Slechts enkele Afrikaanse werkwoorden hebben nog een onvoltooid verledentijdsvorm (o.v.t.). In het Afrikaans wordt de verleden tijd dus op een andere manier uitgedrukt. In veel gevallen wordt hiervoor de voltooid tegenwoordige tijd (v.t.t.) gebruikt, standaard gevormd door het + de infinitief met het prefix ge−. Het werkwoord wees wordt bij uitzondering soms vervoegd met is i.p.v. het. Net als in het Nederlands krijgen de werkwoorden die al een andere, onbeklemtoonde prefix hebben, zoals aan−, her− of ont−, niet nog eens het prefix ge− voor de infinitief. In combinatie met een tijdsbepaling, zoals toe of gister, wordt soms ook wel gewoon de tegenwoordige tijd gebruikt.
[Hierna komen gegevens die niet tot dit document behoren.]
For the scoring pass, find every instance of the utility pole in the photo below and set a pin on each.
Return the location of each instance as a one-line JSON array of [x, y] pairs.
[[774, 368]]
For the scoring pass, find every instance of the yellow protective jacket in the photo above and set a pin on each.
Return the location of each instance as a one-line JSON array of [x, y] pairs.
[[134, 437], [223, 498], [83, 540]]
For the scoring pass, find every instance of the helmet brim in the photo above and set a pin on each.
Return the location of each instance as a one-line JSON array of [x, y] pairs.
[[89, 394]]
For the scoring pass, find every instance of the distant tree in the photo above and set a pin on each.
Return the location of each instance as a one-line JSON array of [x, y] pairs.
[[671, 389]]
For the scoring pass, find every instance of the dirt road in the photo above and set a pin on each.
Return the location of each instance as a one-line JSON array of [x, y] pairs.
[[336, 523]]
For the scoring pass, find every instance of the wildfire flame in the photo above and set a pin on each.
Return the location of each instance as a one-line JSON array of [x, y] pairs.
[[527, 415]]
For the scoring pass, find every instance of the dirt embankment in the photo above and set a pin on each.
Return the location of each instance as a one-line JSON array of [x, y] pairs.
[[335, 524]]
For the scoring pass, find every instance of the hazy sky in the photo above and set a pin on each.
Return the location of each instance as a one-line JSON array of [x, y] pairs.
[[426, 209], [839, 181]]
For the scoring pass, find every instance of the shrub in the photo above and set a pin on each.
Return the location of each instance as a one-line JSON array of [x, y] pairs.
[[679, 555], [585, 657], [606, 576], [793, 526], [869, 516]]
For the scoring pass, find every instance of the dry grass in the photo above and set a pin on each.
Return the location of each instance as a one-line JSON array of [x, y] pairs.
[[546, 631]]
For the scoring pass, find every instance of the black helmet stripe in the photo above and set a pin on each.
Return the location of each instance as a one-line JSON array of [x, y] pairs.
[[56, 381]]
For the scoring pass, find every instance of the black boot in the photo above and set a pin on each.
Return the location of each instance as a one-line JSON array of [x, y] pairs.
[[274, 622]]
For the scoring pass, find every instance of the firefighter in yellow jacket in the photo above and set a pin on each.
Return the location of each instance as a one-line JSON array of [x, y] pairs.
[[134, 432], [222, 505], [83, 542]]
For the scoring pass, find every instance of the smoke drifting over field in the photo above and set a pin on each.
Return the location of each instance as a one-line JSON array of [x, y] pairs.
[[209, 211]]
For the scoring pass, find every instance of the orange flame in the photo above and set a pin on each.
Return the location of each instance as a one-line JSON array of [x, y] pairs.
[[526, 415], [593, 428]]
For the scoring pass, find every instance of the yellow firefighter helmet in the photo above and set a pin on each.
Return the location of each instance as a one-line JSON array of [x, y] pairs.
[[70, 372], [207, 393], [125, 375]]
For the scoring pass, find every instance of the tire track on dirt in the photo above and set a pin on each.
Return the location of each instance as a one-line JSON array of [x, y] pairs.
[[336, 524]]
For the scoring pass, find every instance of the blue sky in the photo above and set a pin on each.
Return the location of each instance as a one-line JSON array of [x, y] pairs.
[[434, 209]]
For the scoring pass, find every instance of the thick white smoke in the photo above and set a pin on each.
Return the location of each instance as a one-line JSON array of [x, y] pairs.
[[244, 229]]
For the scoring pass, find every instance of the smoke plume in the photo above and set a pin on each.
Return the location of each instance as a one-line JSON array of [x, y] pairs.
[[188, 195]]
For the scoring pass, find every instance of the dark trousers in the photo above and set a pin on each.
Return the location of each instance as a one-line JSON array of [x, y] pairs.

De modale werkwoorden sal, kan, moet en wil, en de werkwoorden wees en hê hebben nog wel een vorm voor de onvoltooid verleden tijd, respectievelijk sou, kon, moes, wou, was (1) en had. Incidenteel komen ook nog de volgende vormen voor: dog (= dacht), wis en mog (2).
(1) Die klim was vir my te swaar(2) Ek onthou ek mog opbly om te kyk In tegenstelling tot het Nederlands, kent het Afrikaans vrijwel géén sterke werkwoorden meer; bijna alle werkwoorden zijn zwak. Een lastig werkwoord om te vervoegen is voor NT2-leerders bijvoorbeeld het werkwoord verliezen. De stam van het Afrikaanse werkwoord is voor Nederlandstaligen verrassend. De voltooid verleden tijd bestaat in het Afrikaans niet zoals wij die in het Nederlands kennen. De Nederlandse voltooid verleden tijd wordt in het Afrikaans vaak uitgedrukt middels het woordje klaar (3). Soms hoort men ook dit was gewees.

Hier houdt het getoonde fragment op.